Bitcoin is, arguably, at an indecisive juncture at the moment, and it broke below the critical support of around $21.7k, weakening the bullish narrative. Alongside a bunch of call earnings due this week and the FOMC announcement on the cards, many strings are attached and are set to control Bitcoin’s price collectively. As analyzed in an article yesterday, the path ahead is likely to be “bumpy” for the king-coin.
Institutions, however, have been upto something of late. Over the past week, digital asset investment products noted a positive flow of $30 million. More than half of the said cumulative figure, $19 million, was contributed by Bitcoin. Alongside, Ethereum also registered positive flows of $8 million. Other alts like Solana and Cardano were also in the same boat and noted inflows worth $1.8 million and $1.4 million, respectively.

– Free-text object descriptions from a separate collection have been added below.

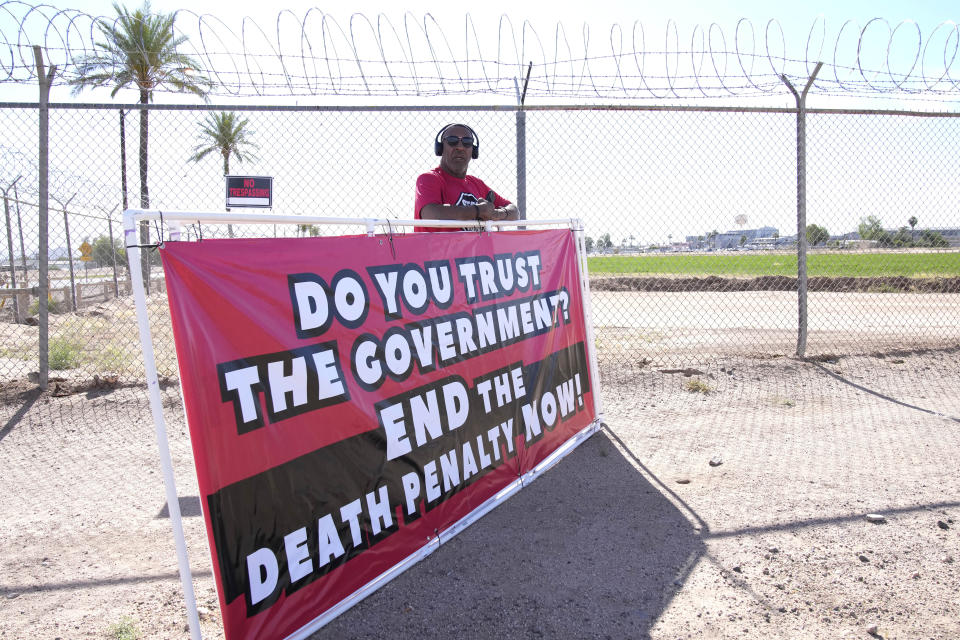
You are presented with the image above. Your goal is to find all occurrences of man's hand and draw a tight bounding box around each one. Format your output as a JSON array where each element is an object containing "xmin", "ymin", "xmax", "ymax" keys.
[
  {"xmin": 477, "ymin": 202, "xmax": 520, "ymax": 222},
  {"xmin": 475, "ymin": 199, "xmax": 497, "ymax": 220}
]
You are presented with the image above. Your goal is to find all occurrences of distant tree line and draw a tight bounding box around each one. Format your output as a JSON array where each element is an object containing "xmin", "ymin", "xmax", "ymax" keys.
[
  {"xmin": 856, "ymin": 215, "xmax": 949, "ymax": 248},
  {"xmin": 584, "ymin": 234, "xmax": 613, "ymax": 253},
  {"xmin": 804, "ymin": 217, "xmax": 950, "ymax": 248},
  {"xmin": 586, "ymin": 216, "xmax": 951, "ymax": 254}
]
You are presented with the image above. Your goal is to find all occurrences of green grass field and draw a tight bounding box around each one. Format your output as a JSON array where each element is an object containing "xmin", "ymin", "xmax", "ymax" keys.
[{"xmin": 587, "ymin": 251, "xmax": 960, "ymax": 278}]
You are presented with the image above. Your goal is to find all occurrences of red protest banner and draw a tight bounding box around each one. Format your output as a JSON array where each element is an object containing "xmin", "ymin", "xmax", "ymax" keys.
[{"xmin": 160, "ymin": 228, "xmax": 597, "ymax": 640}]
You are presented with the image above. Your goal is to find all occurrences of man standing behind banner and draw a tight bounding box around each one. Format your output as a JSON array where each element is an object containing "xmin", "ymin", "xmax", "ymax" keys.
[{"xmin": 414, "ymin": 123, "xmax": 521, "ymax": 232}]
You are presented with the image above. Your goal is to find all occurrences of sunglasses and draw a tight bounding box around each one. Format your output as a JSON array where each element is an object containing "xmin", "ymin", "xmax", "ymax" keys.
[{"xmin": 443, "ymin": 135, "xmax": 475, "ymax": 148}]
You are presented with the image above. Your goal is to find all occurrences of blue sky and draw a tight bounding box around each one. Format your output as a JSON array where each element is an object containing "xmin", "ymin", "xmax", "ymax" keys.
[{"xmin": 42, "ymin": 0, "xmax": 960, "ymax": 28}]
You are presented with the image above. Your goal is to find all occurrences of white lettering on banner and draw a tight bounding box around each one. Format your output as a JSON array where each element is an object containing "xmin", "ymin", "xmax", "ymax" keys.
[
  {"xmin": 402, "ymin": 269, "xmax": 428, "ymax": 311},
  {"xmin": 245, "ymin": 485, "xmax": 392, "ymax": 606},
  {"xmin": 438, "ymin": 448, "xmax": 459, "ymax": 492},
  {"xmin": 316, "ymin": 514, "xmax": 345, "ymax": 567},
  {"xmin": 475, "ymin": 366, "xmax": 526, "ymax": 413},
  {"xmin": 334, "ymin": 276, "xmax": 366, "ymax": 324},
  {"xmin": 410, "ymin": 390, "xmax": 443, "ymax": 447},
  {"xmin": 461, "ymin": 438, "xmax": 479, "ymax": 480},
  {"xmin": 179, "ymin": 229, "xmax": 599, "ymax": 630},
  {"xmin": 368, "ymin": 262, "xmax": 454, "ymax": 318},
  {"xmin": 401, "ymin": 472, "xmax": 421, "ymax": 516},
  {"xmin": 339, "ymin": 499, "xmax": 364, "ymax": 548},
  {"xmin": 404, "ymin": 424, "xmax": 508, "ymax": 509},
  {"xmin": 292, "ymin": 280, "xmax": 329, "ymax": 332},
  {"xmin": 223, "ymin": 366, "xmax": 261, "ymax": 424},
  {"xmin": 288, "ymin": 270, "xmax": 369, "ymax": 337},
  {"xmin": 435, "ymin": 320, "xmax": 456, "ymax": 360},
  {"xmin": 366, "ymin": 486, "xmax": 393, "ymax": 536},
  {"xmin": 522, "ymin": 402, "xmax": 542, "ymax": 441},
  {"xmin": 349, "ymin": 291, "xmax": 569, "ymax": 391},
  {"xmin": 370, "ymin": 270, "xmax": 399, "ymax": 314},
  {"xmin": 423, "ymin": 460, "xmax": 441, "ymax": 502},
  {"xmin": 518, "ymin": 373, "xmax": 583, "ymax": 442},
  {"xmin": 380, "ymin": 402, "xmax": 411, "ymax": 459},
  {"xmin": 539, "ymin": 391, "xmax": 558, "ymax": 428},
  {"xmin": 396, "ymin": 417, "xmax": 515, "ymax": 514},
  {"xmin": 408, "ymin": 326, "xmax": 433, "ymax": 369},
  {"xmin": 284, "ymin": 527, "xmax": 313, "ymax": 583},
  {"xmin": 353, "ymin": 338, "xmax": 381, "ymax": 386},
  {"xmin": 455, "ymin": 253, "xmax": 543, "ymax": 303},
  {"xmin": 267, "ymin": 358, "xmax": 307, "ymax": 413},
  {"xmin": 455, "ymin": 316, "xmax": 478, "ymax": 354},
  {"xmin": 247, "ymin": 548, "xmax": 279, "ymax": 606},
  {"xmin": 383, "ymin": 332, "xmax": 411, "ymax": 375},
  {"xmin": 379, "ymin": 380, "xmax": 469, "ymax": 461},
  {"xmin": 219, "ymin": 345, "xmax": 347, "ymax": 430}
]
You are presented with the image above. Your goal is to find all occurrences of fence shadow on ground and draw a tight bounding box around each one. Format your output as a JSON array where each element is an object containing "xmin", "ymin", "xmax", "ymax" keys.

Even more interesting to note is that short Bitcoin flows have massively withered of late, with the same registering its lowest volume since October 2020. Until recently, institutions were betting against the price of the king asset. Consequentially, the demand for short-Bitcoin-related products noted new highs.
So, with the reverse trend in play, it seems institutions are eying a recovery. Now, with four successive weeks of inflows, it can be contended that the institutional sentiment is at the turning point.
Are macro factors aligned for Bitcoin?
At the moment, an exciting phenomenon concerning coin maturity is in play for Bitcoin. Essentially, HODLers—even the ones in losses—are unwilling to let go of their coins.
As illustrated in the chart below, the region around $20k has noted an elevated demand, indicating a significant transfer of ownership within this zone. Alongside, towards the market value side, the maturity can decline relative to the ATH value side, indicating that HODLers who accumulated coins back during the highs and have heavy unrealized losses are reluctant to sell.
Elaborating on the same, Glassnode’s latest weekly report asserted,
“… an increasingly large proportion of the supply is held by HODLers who are allowing coins to mature despite holding losses.”
Alongside, a positive breakout has been noted on the market realized gradient oscillator, indicating increasing momentum. As stated, this metric gauges the momentum in market pricing relative to the capital inflows recorded in the realized cap.
Back-to-back higher/lower peaks indicate increasing momentum to the upside/downside. Also, breaks above/below 0 suggest that a new uptrend/downtrend is in play.
So, a further continuation of the current trend to the upside would signify that “short-term relief is a probability.” Conversely, rejection from a positive region would imply a “deterioration in short-term momentum.”
“Long-term supply dynamics continue to improve, as redistribution takes place, gradually moving coins towards the HODLers. Momentum in the short-term suggests continuation of the upswing, provided the Realized Price and Long Term Holder Realized Price can hold as a support level.”
Momentum likely suggests the worst of the capitulation could be over, and we might note a relief—like sensed by institutions—in the future. However, a proper LT recovery may require more time as Bitcoin’s “foundational repair” continues.